Pemkot sendiri bukannya tidak mau melanjutkan jalan yang sejak awal dirintis itu tapi karena tidak mampu lagi untuk melakukan pengaspalan jalan menuju Kendari New Port. Penyebabnya adalah adanya refocusing anggaran pada masa pandemi. Selain itu pendapatan daerah juga terganggu karena adanya pemberlakuan pembatasan kegiatan masyarakat (PPKM).

“Karena keterbatasan itulah kami tidak bisa lanjut. Sekarang infrastruktur lebih ke kebutuhan untuk masyarakat banyak seperti ke perkampungan kumuh,” ujar Kepala Dinas PUPR Kota Kendari Erlis Sadya Kencana di ruang kerjanya, 14 September 2021.

Erlis tak merincikan berapa lagi anggaran yang dibutuhkan untuk pengaspalan tapi pasti biayanya cukup besar apalagi jalan itu akan dilewati truk kontainer dengan bobot tak biasa. Makanya yang bagus adalah jalan beton tapi tak dimampui oleh Pemkot.

Perkembangan terakhir, pihak Pemkot telah menyampaikan surat usulan ke Pemerintah Provinsi (Pemprov) Sultra agar jalan tersebut naik status. Selain itu, Erlis juga berharap dari pihak Pelindo IV bisa turut berpartisipasi secara langsung membangun jalan demi kepentingan bersama.

Sementara, Sekretaris Daerah (Sekda) Pemprov Sultra Nur Endang Abbas mengatakan pihaknya sedang mengusulkan agar jalan menuju Kendari New Port naik status menjadi jalan nasional. Tindak lanjutnya, dalam waktu dekat Pemprov akan melaksanakan rapat koordinasi (rakor) percepatan infrastruktur Provinsi Sultra dengan kementerian terkait yang digagas oleh Kementerian Koordinator Bidang Kemaritiman dan Investasi.

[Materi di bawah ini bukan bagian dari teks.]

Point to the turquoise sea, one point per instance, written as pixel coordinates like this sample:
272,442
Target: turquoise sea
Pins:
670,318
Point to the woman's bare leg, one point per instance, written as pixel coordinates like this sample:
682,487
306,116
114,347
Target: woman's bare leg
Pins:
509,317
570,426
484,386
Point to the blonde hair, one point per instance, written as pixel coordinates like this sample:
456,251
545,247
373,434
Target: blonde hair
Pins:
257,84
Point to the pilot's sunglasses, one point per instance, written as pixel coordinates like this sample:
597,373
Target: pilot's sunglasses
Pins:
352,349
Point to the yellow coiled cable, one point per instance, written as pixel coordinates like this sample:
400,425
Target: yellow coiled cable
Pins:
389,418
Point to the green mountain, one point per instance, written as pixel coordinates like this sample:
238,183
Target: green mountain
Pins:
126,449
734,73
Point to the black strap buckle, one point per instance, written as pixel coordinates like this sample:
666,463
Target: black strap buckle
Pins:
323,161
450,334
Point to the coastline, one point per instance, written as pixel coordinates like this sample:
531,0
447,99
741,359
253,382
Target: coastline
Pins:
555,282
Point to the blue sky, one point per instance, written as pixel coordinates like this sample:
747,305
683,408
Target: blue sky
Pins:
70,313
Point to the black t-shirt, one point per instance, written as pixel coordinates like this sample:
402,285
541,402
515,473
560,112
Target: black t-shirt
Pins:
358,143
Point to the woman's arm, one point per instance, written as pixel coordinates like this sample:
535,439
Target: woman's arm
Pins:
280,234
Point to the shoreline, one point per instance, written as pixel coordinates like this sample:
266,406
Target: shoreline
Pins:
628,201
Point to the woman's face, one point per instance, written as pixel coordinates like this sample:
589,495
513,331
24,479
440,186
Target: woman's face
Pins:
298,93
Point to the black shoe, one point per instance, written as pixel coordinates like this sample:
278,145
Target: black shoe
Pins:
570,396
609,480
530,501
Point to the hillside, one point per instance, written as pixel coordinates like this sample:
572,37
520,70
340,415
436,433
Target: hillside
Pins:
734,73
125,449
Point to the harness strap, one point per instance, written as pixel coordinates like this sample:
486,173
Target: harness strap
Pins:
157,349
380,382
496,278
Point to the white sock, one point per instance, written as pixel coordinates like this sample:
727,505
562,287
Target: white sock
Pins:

BACA JUGA :  Disabilitas Netra dan Pemilu: Antara Keinginan dan Keraguan Memilih

“Pada rakor nanti, salah satu yang diprioritaskan adalah perubahan status jalan tersebut sehingga bisa lebih cepat,” ujar Endang melalui pesan WhatsApp, 15 September 2021.

Terkait beroperasinya Kendari New Port yang bertaraf internasional, Endang menilai hal itu menunjukkan bahwa Sultra masuk dalam peta nasional yang diprioritaskan sebagai penyangga ekonomi nasional. Kehadiran pelabuhan itu juga berdampak positif bagi Sultra untuk ekspor ke mancanegara.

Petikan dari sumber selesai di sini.